La démission du Ministre de la Justice Ashraf Rifi révèle un malaise de plus en plus important au niveau du Courant du Futur et de la communauté sunnite libanaise.
En dépit d’importantes critiques sur les raisons de son échec dans l’affaire Samaha ou de ses dénonciations d’une mainmise par le Hezbollah sur les décisions gouvernementales ou sur les administrations libanaises, cette démission doit être vue pour ce qu’elle peut également être, un instrument politique en vue de règlements de compte à venir.
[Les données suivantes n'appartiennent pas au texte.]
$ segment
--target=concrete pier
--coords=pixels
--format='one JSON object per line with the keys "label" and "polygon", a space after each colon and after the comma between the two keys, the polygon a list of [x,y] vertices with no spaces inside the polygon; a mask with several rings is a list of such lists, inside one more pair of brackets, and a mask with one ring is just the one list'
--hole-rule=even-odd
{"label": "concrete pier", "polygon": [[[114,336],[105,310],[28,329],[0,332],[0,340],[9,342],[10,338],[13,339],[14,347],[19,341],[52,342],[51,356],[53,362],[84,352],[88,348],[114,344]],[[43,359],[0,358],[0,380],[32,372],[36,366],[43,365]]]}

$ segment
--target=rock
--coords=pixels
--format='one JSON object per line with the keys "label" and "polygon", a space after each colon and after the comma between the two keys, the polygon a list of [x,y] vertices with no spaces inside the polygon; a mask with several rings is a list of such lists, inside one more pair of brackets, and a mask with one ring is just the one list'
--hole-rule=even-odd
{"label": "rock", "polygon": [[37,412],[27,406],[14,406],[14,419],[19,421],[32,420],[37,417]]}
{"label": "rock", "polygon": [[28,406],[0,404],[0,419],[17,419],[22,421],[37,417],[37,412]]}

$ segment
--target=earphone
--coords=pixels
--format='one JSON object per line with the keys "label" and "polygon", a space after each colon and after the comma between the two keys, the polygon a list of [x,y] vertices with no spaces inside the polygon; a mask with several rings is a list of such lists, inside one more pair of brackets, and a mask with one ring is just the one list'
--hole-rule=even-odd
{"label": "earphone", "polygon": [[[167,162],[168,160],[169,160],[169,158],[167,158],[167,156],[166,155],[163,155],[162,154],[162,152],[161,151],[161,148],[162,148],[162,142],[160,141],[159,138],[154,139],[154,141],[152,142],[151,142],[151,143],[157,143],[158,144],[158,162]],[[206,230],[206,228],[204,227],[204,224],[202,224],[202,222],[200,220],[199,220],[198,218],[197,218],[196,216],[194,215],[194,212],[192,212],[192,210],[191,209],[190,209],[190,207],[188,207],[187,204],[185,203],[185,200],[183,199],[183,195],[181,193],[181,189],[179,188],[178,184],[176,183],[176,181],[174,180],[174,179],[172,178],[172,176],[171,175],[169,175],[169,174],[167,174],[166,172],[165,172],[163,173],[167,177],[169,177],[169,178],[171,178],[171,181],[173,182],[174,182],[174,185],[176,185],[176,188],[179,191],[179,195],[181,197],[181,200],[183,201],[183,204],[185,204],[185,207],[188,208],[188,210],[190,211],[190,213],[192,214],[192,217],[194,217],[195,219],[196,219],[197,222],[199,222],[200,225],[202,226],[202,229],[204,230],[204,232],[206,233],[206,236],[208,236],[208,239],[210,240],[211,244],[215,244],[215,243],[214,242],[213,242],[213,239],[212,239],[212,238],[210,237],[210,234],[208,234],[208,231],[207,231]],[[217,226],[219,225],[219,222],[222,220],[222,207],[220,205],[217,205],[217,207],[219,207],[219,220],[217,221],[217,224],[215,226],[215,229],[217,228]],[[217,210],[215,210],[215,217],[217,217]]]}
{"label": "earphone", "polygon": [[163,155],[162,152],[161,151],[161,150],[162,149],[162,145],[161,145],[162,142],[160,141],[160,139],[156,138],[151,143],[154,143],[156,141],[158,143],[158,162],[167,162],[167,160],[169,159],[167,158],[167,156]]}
Selon les rumeurs qui circulent actuellement. le prochain Premier Ministre du Courant du Futur pourrait être Samir Jisr ou Nouhad Machnouk. Désormais donc, déjà coordinateur pour la région Nord et député sunnite de Tripoli, Samir Jisr serait également le principal concurrent politique d’Ashraf Rifi, au sein même du Courant du Futur et dans son fief du Nord Liban.
Face à cet adversaire potentiel, Ashraf Rifi tente ainsi de se ménager une place pour devenir premier ministre dans un avenir plus ou moins lointain comme il avait déjà été proposé à cette place en 2014. Ce discours est peut-être gagnant sur un plan local tripolitain mais aussi un discours perdant sur le plan national, un Premier Ministre devant être une personnalité modérée acceptables par toutes les communautés, qu’elle soit sunnite, chiite ou chrétienne. Ashraf Rifi, désavoué par Saad Hariri lui même – la crise entre les 2 hommes serait allée au point ou l’ancien Premier Ministre aurait déclaré que seule sa voix compte suite à la sortie du Ministre de la Justice qui a claqué la porte du Conseil des Ministres le 11 février 2016- , désormais isolé dans son propre camp, alors que des élections municipales sont prévues à Tripoli, tente de rebondir et place ses pions en musclant opportunément son discours le lendemain de la polémique concernant l’annulation de la donation saoudienne avec un double objectif:
- Consolider son fief de Tripoli où les discours politiques extrémistes ont toujours eu plus d’échos notamment au niveau des accusations visant le Hezbollah,
- Consolider son positionnement politique face au silence de Samir Jisr,
- contenter l’Arabie Saoudite en attaquant l’axe iranien chiite conformément à la politique actuelle du Royaume, alors que Saad Hariri, suite à la perte du prêt de 3 millards destiné à l’Armée Libanaise semble désormais avoir moins d’influence à la cour, comme en témoignent les difficultés actuelles de Saudi Oger.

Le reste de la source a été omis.